4.    Vierde middel: Schending van het algemene nauwkeurigheidsbeginsel

De bestreden beschikking en de bijgevoegde vragenlijst voldoen volgens verzoekster niet aan de eisen van het algemene nauwkeurigheidsbeginsel, omdat zij op veel punten onduidelijk, onbepaald en tegenstrijdig zijn en geen duidelijke instructies geven over de wijze waarop verzoekster moet handelen. Verzoekster kan niet met zekerheid vaststellen wat zij precies moet doen om te vermijden dat haar sancties worden opgelegd. De Commissie is niet, of onvoldoende ingegaan op de vele bijkomende vragen en verzoeken om verduidelijking van verzoekster.

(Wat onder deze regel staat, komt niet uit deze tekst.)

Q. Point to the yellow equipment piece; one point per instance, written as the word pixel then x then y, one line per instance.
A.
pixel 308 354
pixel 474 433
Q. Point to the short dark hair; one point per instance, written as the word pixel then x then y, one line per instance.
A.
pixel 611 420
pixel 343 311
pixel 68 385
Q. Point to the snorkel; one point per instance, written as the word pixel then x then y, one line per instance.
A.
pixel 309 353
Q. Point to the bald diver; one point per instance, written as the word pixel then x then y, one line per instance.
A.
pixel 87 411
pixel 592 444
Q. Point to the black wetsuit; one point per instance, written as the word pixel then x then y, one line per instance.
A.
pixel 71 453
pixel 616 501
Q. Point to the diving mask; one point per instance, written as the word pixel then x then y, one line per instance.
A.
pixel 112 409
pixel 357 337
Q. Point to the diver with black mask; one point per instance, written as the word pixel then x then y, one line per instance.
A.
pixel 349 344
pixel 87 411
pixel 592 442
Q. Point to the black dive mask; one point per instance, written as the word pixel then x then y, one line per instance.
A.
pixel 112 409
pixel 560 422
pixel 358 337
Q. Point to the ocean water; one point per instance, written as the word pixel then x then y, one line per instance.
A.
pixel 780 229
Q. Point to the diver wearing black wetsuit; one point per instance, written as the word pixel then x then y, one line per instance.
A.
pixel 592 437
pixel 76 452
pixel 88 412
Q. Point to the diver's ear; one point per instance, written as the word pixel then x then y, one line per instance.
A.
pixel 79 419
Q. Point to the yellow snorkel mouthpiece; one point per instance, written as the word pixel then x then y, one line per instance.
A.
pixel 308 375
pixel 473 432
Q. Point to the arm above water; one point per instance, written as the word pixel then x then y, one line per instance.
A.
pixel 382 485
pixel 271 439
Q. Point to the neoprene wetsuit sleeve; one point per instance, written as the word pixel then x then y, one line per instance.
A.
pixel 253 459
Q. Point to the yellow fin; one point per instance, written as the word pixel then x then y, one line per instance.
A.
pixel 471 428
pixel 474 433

5.    Vijfde middel: Schending van de rechten van de verdediging van verzoekster

De bestreden beschikking schendt de in artikel 6 van het Europees Verdrag tot bescherming van de rechten van de mens en de fundamentele vrijheden (EVRM) en in artikel 48, lid 2, van het Handvest van de grondrechten van de Europese Unie gewaarborgde rechten van verdediging van verzoekster, omdat verzoekster wordt verplicht om actief mee te werken aan de evaluatie en analyse van de ondernemingsgegevens, terwijl deze gegevens onder de bewijsplicht van de Commissie vallen.

____________

1 - Verordening (EG) nr. 1/2003 van de Raad van 16 december 2002 betreffende de uitvoering van de mededingingsregels van de artikelen 81 en 82 van het Verdrag (PB 2003, L 1, blz. 1).